I saw a respectable gentleman wearing a number on his chest and carrying a female passenger upside-down with her legs around his head and her hands clinging on for dear life to his chest through his armpits. Presumably she did not have the best view in the house, but her greater concerns were obviously the obstacles in the way and fifty other “teams”, as the commentator informed us.

As I watched enthralled, the commentator rambled on about the legend of the “Estonian carry”. The most popular method of carrying your “weight”, which has been used by all winners till date, the Estonian carry was used by Estonians (who else?) to steal wives (!) from Finnish villages and run back to Estonia as fast as they could.

And in the middle of all this, we were informed that we had a winner – a pair of winners to be politically correct. A Finnish couple from Helsinki – Taisto Miettinen and Kristina Haapanen – had (aptly) crossed the finish line first. And, in a classic case of revenge being best served cold (which it must have been, given the drenching the poor wife got in the pond), they had done it the Estonian way. Apparently they were the best in the business – they had won the World Championships of the event (yes, you read that right) four years in a row starting from 2009.

I Fin(n)ished First

The highlights gave me more breathing space to take in the turn of events. I realized that this was no mean feat – navigating close to 300 yards with a hundred pounds on your shoulders (apologies to Ms. Haapanen for putting this fact across so bluntly) through hurdles, which had interesting names such as the Widow Maker (a small water hole) and the Sand Mountain (a not-so-deadly sand trap) in 50 seconds or so. In a post-event conference, the runners-up told the audience that they had trained all year long for those 50 seconds of fame.

The best part of the whole event was probably the prize money. As the winners ascended the podium, they were given a cheque of $530 (five times the weight of the “wife”) and a promise of a 106 pounds of beer. Some wives are worth their weight in gold; some in liquor.

So the journey from the water hole to the watering hole ended here as the winner, in a conservative bid to protect his liver, took a pledge to share his liquid earnings with the second and third place finishers. Before signing off, the commentator reminded us not to forget the first Saturday of July – that is when the World Championships of the sport are held in the Market Square of the exotic-sounding Sonkajarvi town in Finland.
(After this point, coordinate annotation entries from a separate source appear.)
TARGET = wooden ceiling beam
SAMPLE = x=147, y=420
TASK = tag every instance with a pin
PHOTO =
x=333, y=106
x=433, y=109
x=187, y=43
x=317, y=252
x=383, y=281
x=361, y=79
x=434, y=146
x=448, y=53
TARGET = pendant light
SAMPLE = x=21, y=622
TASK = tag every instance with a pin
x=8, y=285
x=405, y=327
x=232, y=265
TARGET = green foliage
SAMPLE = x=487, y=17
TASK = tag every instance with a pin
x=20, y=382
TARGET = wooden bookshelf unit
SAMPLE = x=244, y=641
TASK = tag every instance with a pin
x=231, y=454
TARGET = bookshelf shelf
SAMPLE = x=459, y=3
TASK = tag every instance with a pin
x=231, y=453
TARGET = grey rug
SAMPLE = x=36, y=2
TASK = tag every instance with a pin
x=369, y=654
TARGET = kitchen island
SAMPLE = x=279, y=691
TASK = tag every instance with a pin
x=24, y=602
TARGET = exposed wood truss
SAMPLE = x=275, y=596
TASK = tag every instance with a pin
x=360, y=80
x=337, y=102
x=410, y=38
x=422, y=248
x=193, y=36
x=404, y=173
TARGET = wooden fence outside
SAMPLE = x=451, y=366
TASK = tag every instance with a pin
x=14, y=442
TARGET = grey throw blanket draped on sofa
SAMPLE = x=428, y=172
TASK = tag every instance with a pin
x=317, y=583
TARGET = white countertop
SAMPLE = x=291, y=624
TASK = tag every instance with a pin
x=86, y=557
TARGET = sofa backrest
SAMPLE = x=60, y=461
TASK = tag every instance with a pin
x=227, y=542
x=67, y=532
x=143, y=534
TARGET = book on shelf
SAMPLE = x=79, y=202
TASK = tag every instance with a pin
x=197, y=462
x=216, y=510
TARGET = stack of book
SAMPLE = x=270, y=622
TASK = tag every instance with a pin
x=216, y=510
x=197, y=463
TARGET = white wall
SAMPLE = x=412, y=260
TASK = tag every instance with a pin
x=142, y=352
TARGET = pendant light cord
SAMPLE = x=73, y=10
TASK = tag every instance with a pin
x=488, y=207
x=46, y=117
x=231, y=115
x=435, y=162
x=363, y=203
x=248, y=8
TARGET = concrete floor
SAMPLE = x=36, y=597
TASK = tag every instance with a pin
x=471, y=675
But my curiosity had been piqued and I needed to know more.

A little bit of research told me that a “wife” need not necessarily be a wife, and the sport is often played as a part of group blind dates in Finland, Estonia and Sweden! People train for this sport by carrying big and heavy sacks on their backs – an extremely symbolic exercise – and this is considered as good a way to strengthen your muscles as any other endurance sport. There is even a relay version of this sport where the wife is the baton, but at the exchange point, the carrier has to drink the “official wife-carrying drink” which is, as you guessed it, strongly alcoholic in nature. And after you have lugged your load (male chauvinism alert!) about till you are exhausted, you always have the option of relaxing in a sauna – there are more saunas than Finns in Finland, apparently.

Winner takes all - Babe, beer and booty!

Winner takes all – Babe, beer and booty!

And that is not all. A Trivandrum-based society for environmental awareness called Ecorun India organizes a wife-carrying race Bhaaryasametham (Malayalam for “carry your wife”) on the first of January each year in God’s own country. They plan to conduct more such events in other parts of India and they should find success. Dunking your wife into a pond of ice-cold water or a pile of sand and getting away with it is every married man’s fantasy.

As I changed the channel once again, I realized that the burden of love is heavy. And often back-breaking too.